There seems to be an entire absence of proof of this important fact.
GROVER CLEVELAND.
EXECUTIVE MANSION, _July 6, 1886_.
_To the House of Representatives_:
I herewith return without approval House bill No. 4797, entitled "An act
granting a pension to Robert H. Stapleton."
This claimant filed an application for pension in the Pension Bureau in
1883, alleging that while acting as lieutenant-colonel of a New Mexico
regiment, on February 21, 1862, the tongue of a caisson struck him,
injuring his left side. A medical examination made in 1882 showed a
fracture of the ninth, tenth, and eleventh ribs of the left side.

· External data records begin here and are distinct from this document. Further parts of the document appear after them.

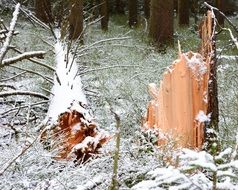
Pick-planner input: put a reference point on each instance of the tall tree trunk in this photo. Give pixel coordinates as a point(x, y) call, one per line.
point(147, 9)
point(76, 20)
point(220, 6)
point(183, 12)
point(43, 10)
point(104, 14)
point(132, 8)
point(120, 5)
point(161, 21)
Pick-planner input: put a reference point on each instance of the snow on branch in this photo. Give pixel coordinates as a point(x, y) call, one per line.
point(18, 92)
point(26, 55)
point(10, 33)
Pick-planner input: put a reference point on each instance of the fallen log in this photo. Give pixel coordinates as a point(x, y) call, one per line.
point(70, 126)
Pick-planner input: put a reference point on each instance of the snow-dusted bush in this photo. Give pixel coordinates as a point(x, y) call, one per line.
point(195, 170)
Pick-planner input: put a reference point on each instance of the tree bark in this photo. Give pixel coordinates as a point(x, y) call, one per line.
point(104, 14)
point(132, 8)
point(183, 12)
point(161, 22)
point(43, 10)
point(220, 6)
point(147, 9)
point(120, 5)
point(76, 20)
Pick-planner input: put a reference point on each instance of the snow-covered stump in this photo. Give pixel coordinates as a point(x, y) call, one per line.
point(70, 126)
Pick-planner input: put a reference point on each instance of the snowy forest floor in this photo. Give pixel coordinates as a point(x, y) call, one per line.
point(115, 75)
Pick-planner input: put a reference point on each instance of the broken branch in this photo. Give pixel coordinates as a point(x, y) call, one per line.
point(22, 56)
point(28, 93)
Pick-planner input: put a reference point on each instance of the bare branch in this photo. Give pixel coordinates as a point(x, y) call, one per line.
point(35, 61)
point(6, 79)
point(7, 42)
point(24, 106)
point(50, 80)
point(222, 14)
point(18, 92)
point(21, 57)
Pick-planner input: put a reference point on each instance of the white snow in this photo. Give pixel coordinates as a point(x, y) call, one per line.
point(67, 87)
point(196, 64)
point(202, 117)
point(10, 33)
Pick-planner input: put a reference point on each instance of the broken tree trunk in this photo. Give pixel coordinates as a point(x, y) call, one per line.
point(187, 98)
point(179, 105)
point(208, 51)
point(70, 126)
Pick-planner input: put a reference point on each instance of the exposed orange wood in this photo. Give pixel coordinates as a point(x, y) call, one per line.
point(185, 94)
point(177, 102)
point(73, 130)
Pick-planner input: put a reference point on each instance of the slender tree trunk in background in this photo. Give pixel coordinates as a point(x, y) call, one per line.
point(104, 14)
point(220, 5)
point(147, 9)
point(76, 19)
point(161, 21)
point(120, 5)
point(43, 10)
point(132, 8)
point(176, 6)
point(183, 12)
point(194, 9)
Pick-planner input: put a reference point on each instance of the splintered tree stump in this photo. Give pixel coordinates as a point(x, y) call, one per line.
point(180, 102)
point(70, 129)
point(186, 101)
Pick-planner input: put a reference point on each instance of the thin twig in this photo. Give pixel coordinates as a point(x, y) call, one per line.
point(35, 61)
point(27, 93)
point(221, 13)
point(24, 106)
point(7, 42)
point(26, 55)
point(34, 72)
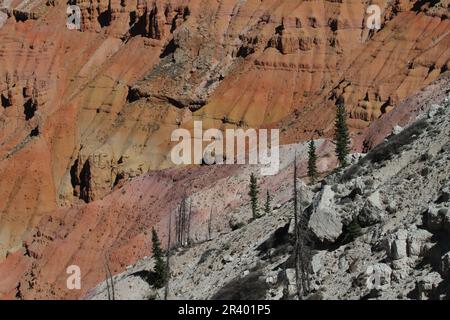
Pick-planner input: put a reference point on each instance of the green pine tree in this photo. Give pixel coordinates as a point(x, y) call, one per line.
point(160, 266)
point(312, 162)
point(342, 136)
point(267, 206)
point(253, 193)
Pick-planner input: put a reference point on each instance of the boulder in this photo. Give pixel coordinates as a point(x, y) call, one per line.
point(324, 222)
point(437, 218)
point(372, 211)
point(417, 242)
point(376, 276)
point(396, 130)
point(397, 245)
point(445, 263)
point(291, 282)
point(426, 286)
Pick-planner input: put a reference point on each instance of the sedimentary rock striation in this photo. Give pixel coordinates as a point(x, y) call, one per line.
point(84, 111)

If these fractures were the result of the injury alleged, they were
immediately apparent, and the delay of twenty-one years in presenting
the claim for pension certainly needs explanation.
Claims of this description, by a wise provision of law, must, to be
valid, be prosecuted to a successful issue prior to the 4th day of July,
1874.
The rank which this claimant held presupposes such intelligence as
admits of no excuse on the ground of ignorance of the law for his
failure to present his application within the time fixed by law.
The evidence of disability from the cause alleged is weak, to say the
most of it, and I can not think that such a wholesome provision of law
as that above referred to, which limits the time for the adjustment of
such claims, should be modified upon the facts presented in this case.